Economic reconciliation taking root in southwestern Manitoba
CBC
Helping serve food at ceremonial feasts is the kind of experience that may not typically appear on an Indigenous teen's resumé, but a southwestern Manitoba group is helping youth rethink their approach to job hunting.
The Brandon Friendship Centre's GAP youth outreach is holding workshops to help Indigenous youth translate their experiences into employable skills.
"If you spent time in the bush on the rez, learning how to live on the land, learning how to navigate, learning how to, you know, assess is this ground safe to walk on … how does that relate to an employment skill?" said Lisa Noctor, co-ordinator for GAP, or the Gakina Abinoojiiyag Program — an Ojibway name that translates to "all children."
The youth program, aimed at young people age 13 to 29, who are most vulnerable to homelessness, is starting resumé workshops on Wednesday, where people will sit down with anyone interested in rejigging a key job-hunting document.
It's important to understand "that Indigenous ways of knowing and living and being" are skill sets that can be shown and demonstrated on resumés, Noctor said.
But employers must also adjust their hiring practices to recognize Indigenous ways of knowing and living as experiences that make people hireable, she said.
It's all part of a larger effort in Brandon aimed at economic reconciliation — the inclusion of Indigenous people and communities in economic opportunities.
Assiniboine Community College is working with the Congress of Aboriginal People to offer tuition-free programs to Indigenous people who live off-reserve in two areas seeking workers: a farm equipment operator course and an applied counselling skills certificate.

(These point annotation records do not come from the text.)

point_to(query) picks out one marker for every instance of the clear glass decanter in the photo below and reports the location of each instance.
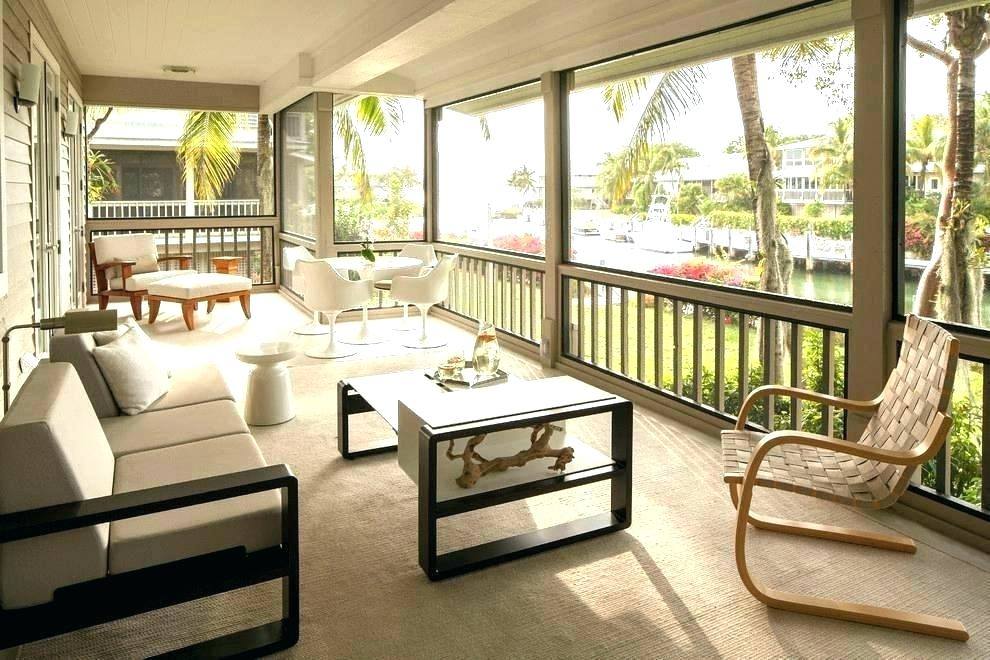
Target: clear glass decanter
(486, 350)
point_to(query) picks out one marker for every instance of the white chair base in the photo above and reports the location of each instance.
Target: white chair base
(424, 340)
(313, 328)
(331, 351)
(364, 335)
(405, 324)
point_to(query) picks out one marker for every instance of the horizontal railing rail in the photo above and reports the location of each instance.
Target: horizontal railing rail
(505, 290)
(705, 351)
(254, 244)
(173, 208)
(959, 475)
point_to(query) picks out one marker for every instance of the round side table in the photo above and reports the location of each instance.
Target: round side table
(269, 392)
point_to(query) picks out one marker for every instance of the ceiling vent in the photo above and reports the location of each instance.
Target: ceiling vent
(178, 68)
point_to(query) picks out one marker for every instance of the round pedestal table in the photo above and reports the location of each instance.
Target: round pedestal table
(269, 391)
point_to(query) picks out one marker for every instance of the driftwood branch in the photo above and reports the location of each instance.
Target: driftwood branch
(477, 466)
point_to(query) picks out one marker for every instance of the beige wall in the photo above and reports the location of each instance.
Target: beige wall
(18, 305)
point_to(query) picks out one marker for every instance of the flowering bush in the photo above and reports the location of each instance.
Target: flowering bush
(525, 243)
(709, 271)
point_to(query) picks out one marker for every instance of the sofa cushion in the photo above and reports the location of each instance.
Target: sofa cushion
(199, 285)
(175, 426)
(135, 376)
(252, 521)
(191, 386)
(141, 281)
(52, 451)
(77, 350)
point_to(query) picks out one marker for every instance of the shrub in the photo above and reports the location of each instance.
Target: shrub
(705, 270)
(815, 209)
(525, 243)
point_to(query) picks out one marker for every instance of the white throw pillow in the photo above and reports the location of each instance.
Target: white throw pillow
(105, 337)
(134, 374)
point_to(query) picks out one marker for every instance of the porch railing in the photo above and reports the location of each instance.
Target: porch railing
(173, 208)
(960, 473)
(506, 290)
(254, 244)
(706, 354)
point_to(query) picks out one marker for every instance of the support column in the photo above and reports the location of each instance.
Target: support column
(430, 118)
(324, 175)
(557, 187)
(876, 170)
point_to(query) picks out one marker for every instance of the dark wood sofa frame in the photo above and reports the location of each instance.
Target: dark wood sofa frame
(126, 271)
(118, 596)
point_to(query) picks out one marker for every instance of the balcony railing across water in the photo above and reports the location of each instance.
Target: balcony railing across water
(174, 208)
(705, 355)
(254, 245)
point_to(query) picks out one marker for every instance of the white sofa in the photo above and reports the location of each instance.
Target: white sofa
(190, 461)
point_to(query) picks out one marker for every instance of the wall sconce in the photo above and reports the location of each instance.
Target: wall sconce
(87, 320)
(71, 126)
(28, 86)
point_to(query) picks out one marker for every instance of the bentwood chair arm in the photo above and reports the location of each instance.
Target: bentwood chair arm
(185, 260)
(115, 263)
(764, 391)
(924, 450)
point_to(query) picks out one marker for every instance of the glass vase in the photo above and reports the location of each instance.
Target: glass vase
(486, 351)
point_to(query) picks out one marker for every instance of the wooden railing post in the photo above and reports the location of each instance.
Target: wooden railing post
(556, 203)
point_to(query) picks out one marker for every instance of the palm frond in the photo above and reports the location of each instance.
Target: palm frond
(619, 94)
(379, 114)
(676, 93)
(206, 152)
(350, 137)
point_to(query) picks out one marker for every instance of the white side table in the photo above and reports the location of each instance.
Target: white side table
(269, 392)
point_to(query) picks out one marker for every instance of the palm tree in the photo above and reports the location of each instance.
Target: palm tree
(834, 157)
(371, 115)
(206, 152)
(950, 281)
(925, 144)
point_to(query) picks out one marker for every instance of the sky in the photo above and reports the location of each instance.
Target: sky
(793, 108)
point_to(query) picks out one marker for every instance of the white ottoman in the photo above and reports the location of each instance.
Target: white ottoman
(269, 394)
(191, 289)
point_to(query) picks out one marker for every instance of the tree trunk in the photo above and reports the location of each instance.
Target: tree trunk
(266, 179)
(926, 297)
(959, 285)
(777, 264)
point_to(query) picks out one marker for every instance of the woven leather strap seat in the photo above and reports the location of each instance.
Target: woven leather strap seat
(811, 471)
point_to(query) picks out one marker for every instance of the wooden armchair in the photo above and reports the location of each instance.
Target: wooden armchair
(126, 264)
(908, 426)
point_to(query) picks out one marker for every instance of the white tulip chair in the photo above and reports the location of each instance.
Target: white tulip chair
(424, 291)
(330, 293)
(428, 256)
(291, 258)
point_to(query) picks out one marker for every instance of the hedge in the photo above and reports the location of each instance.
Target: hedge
(837, 228)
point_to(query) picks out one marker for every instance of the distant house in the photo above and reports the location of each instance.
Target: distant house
(798, 184)
(141, 144)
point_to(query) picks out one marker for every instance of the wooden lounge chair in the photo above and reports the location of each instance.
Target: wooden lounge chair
(908, 426)
(125, 264)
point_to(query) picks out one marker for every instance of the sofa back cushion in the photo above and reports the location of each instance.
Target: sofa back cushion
(52, 451)
(128, 247)
(77, 350)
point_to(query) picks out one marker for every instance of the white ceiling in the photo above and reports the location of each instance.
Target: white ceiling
(437, 49)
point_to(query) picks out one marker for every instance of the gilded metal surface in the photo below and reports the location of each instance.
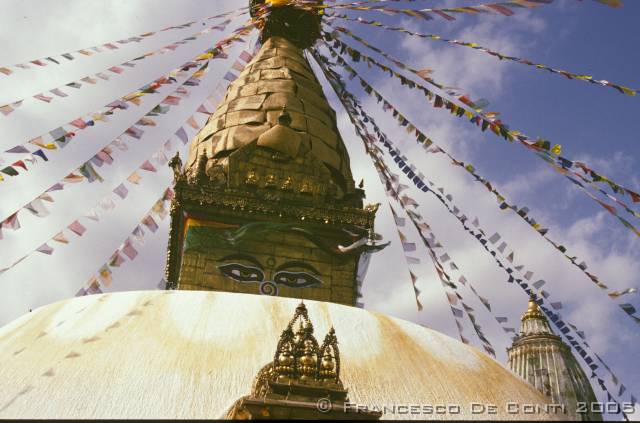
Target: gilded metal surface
(279, 76)
(189, 354)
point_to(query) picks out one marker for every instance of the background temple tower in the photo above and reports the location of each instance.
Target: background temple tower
(542, 359)
(266, 202)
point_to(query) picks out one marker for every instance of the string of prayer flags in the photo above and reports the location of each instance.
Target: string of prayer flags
(422, 226)
(7, 109)
(555, 317)
(504, 8)
(431, 147)
(88, 173)
(392, 192)
(105, 204)
(425, 73)
(62, 135)
(88, 51)
(542, 148)
(126, 249)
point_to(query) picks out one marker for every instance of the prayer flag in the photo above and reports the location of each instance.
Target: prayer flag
(121, 191)
(59, 237)
(134, 178)
(77, 228)
(128, 250)
(45, 249)
(148, 166)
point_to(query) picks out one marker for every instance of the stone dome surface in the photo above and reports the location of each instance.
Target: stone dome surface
(191, 354)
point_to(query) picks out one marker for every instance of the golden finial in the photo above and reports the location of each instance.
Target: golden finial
(252, 178)
(270, 181)
(533, 310)
(287, 185)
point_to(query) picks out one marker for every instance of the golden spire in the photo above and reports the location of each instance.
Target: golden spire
(533, 311)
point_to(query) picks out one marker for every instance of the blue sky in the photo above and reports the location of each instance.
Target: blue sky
(594, 124)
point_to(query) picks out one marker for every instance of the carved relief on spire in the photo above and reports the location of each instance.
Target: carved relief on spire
(297, 20)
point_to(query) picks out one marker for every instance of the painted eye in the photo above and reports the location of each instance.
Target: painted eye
(296, 279)
(241, 273)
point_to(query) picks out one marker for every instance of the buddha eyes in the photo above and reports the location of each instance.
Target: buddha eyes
(296, 279)
(249, 274)
(241, 273)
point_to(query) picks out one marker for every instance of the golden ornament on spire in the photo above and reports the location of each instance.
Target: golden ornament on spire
(533, 311)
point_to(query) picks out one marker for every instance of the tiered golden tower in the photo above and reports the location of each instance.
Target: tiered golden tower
(542, 359)
(266, 202)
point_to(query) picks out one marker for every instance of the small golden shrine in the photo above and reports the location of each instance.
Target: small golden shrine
(302, 381)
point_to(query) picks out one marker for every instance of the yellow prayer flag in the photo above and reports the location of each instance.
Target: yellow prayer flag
(39, 143)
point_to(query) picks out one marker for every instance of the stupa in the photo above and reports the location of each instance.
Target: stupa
(266, 214)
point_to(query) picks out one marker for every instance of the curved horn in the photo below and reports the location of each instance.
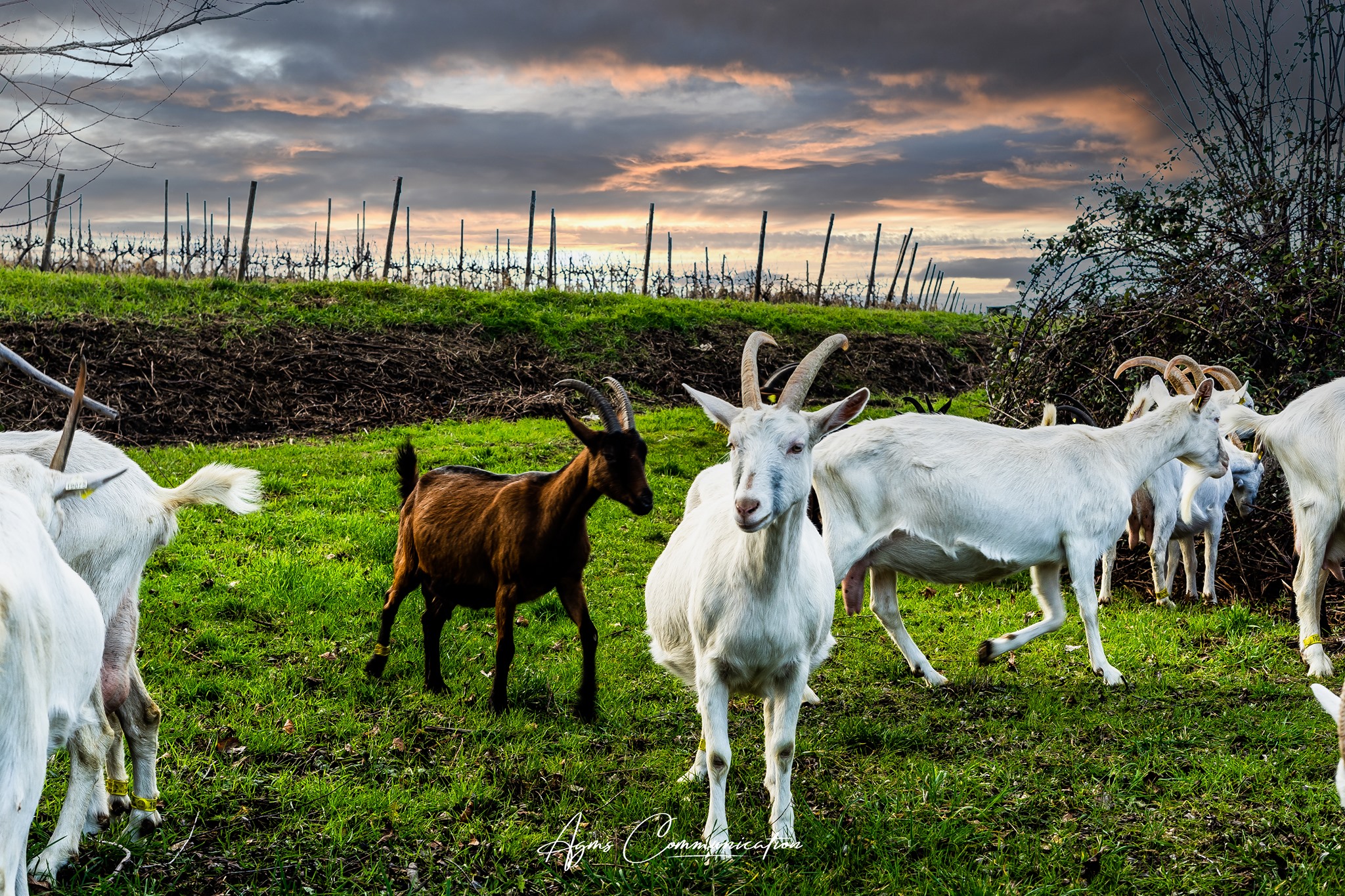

"This type of program offers that opportunity for those that really are sitting at home thinking, 'I'm not going to ever have a chance for an education because I can't afford it, I don't have the support for it,'" said Michael Cameron, the college's dean of community development.
The programs are part of ACC's approach to reconciliation. Cameron describes that as a process of reciprocity and focusing on what the post-secondary institution can provide to First Nations, which the college hopes inspires a mending of relationships with communities.
"These kinds of partnerships, when we work together and collaborate together, this is what enables … providing an educational opportunity to so many people that probably would not otherwise have an opportunity for an education, or even to further the education," Cameron said.
Economic reconciliation was the topic of a discussion hosted by the Brandon Chamber of Commerce at the end of 2021.
It looked at basic steps businesses can take to include First Nations, Métis and Inuit people in the workforce, said new chamber president Tanya LaBuick.
The COVID-19 pandemic has affected those efforts, she said, but she hopes economic reconciliation will return as a priority for businesses as they hopefully stabilize after several turbulent years.